Here’s a few quotes.
“Like a crucifix or a rosary, a bottle of Holy Water is a daily reminder to be kind to others.”
“Holy Drinking water, produced by a California based company called Wayne Enterprises, is blessed at the warehouse by an Anglican or Roman Catholic priest.”

“The most recent entry in this niche is Spiritual Water. It is purified municipal water, sold with 10 different Christian labels. The Virgin Mary bottle, for example, has the Hail Mary prayer printed on the back in English and Spanish.”

The makers of spiritual water, “Calmly refutes the implication that his Spiritual Water is bad for the planet. People put fewer of his bottles in the trash, he says, because they don’t want to discard the images of Jesus or Mary.”

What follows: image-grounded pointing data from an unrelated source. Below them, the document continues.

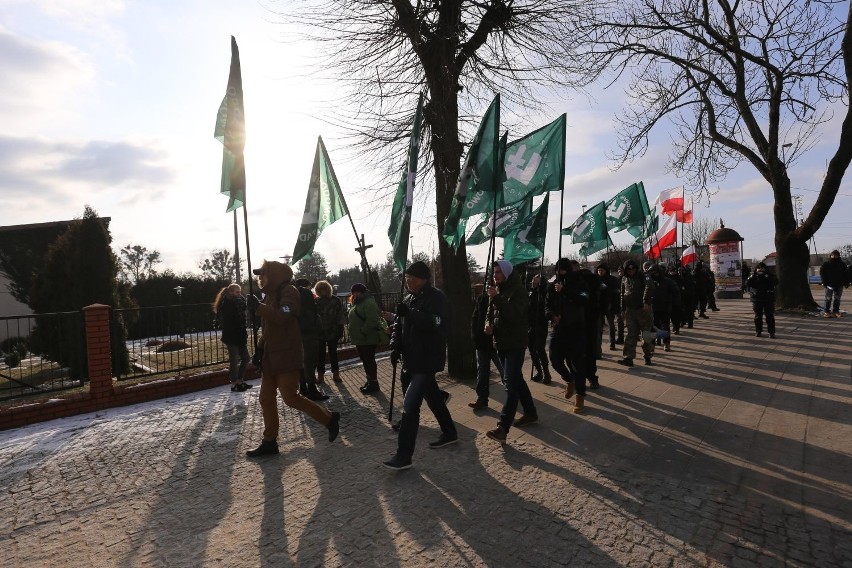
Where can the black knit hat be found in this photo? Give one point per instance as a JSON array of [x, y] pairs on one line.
[[419, 270]]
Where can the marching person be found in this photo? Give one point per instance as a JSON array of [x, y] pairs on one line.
[[485, 353], [761, 287], [538, 329], [283, 357], [332, 317], [419, 340], [566, 300], [230, 309], [637, 301], [366, 333], [509, 303], [835, 277]]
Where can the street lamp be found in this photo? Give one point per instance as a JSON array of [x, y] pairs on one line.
[[179, 290]]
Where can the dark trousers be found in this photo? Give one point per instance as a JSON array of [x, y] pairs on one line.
[[517, 390], [484, 358], [662, 320], [331, 347], [762, 309], [567, 355], [417, 388], [538, 349], [609, 317], [367, 354]]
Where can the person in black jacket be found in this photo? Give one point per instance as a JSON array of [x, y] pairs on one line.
[[419, 340], [835, 277], [592, 318], [230, 309], [610, 298], [566, 298], [761, 287], [509, 302], [538, 330], [485, 353]]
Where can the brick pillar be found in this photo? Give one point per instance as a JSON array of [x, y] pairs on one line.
[[98, 351]]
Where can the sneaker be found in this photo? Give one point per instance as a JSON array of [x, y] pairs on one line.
[[444, 440], [498, 434], [334, 426], [398, 463], [526, 419], [266, 448]]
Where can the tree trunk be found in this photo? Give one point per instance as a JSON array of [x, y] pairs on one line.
[[442, 115], [793, 257]]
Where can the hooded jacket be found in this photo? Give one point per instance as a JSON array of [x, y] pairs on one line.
[[420, 336], [279, 311], [510, 314]]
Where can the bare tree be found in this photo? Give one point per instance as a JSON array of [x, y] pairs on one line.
[[460, 53], [743, 81], [137, 262], [220, 266]]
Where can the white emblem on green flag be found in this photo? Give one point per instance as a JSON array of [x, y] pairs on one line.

I recently went on a field trip with TJ to discover how to use water and resources more efficiently in San Diego. It was very cool and in the process I discovered that 90% of the water I get comes from the California Aquaduct and the Colorado River. San Diego is a desert and gets less than 10″ of rain a year. This year we have had like 3 inches. I sorta knew that, but the details made me think about my shower a little more intentionally this week. Water is not an American Consumer product, it is a privelege. It is a gift. It should not be wasted. And by the way, it does not come from us, but the Creator alone. Maybe men create cars, but God creates water. Period. We should be careful when we jack with anything lent to us by the creator.

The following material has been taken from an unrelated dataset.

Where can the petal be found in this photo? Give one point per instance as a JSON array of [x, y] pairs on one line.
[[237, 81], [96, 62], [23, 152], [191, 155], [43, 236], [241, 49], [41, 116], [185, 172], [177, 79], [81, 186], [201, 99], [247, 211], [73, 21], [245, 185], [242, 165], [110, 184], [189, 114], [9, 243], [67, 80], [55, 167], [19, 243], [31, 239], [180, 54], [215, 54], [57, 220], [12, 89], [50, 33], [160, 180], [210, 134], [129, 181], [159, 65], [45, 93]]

Some according to Newsweek agree with me.

“Some religious believers, also convinced of the elemental importance of water, are campaigning against its unbiquitous sale and packing on the grounds that the practice is neither ethical nor good for the environment. ‘Water is life’ says Sister Mary Zirbes. ‘It really should not be a commodity to be bought.'”

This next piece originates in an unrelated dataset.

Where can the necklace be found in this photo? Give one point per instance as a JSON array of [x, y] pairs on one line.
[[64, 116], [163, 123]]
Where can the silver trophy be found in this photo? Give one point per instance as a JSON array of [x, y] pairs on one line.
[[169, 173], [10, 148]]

And here’s two quotes from Richard Cizik- of the National Association of Evangelicals

“In a world where a billion people have no reliable source of drinking water, where 3000 children die every day of waterborne diseases let’s be clear: bottled water is not a sin, but it sure is a choice.”

“Spending 15 billion dollars a year on bottle dbottled water is a testimony to our own conspicuous consumption, our culture of indulgence.”

Richard takes a lot of crap from “Christians” who don’t give a crap about the environment, believing it’s ours to rule and that since God’s going to destroy it eventually anyway, we can do whatever we want to it now. However Richard Cizik believes Romans 8:19-26 and lives it. I’m a big Richard Cizik fan. (You can read what he believes here) He takes a lot of heat for the gospel. He believes that all of God’s created order, including the planet, was hurt by the fall and that Christians not only care about the souls of human beings, but of the creation which is also called to declare the Glory of God. David evidently agreed.

If you want to chew on the behind the scenes issues that are really at stake in this water debate and how some cultures around the world abuse it and what a Christian ought to do about it, then you might want to read this covenant commitment to simple living from the Lausanne Commity for World Evangelization- orignally founded by Billy Graham. But be warned, it’s long, deep, spiritual, theological, practical… and it will jack with you. Very few documents have impacted my thinking as significantly as the theological conclusions this group came to. I fully agree with them and am trying desperately to figure out what it means for me. I suspect it will take a while, but I’m on the road.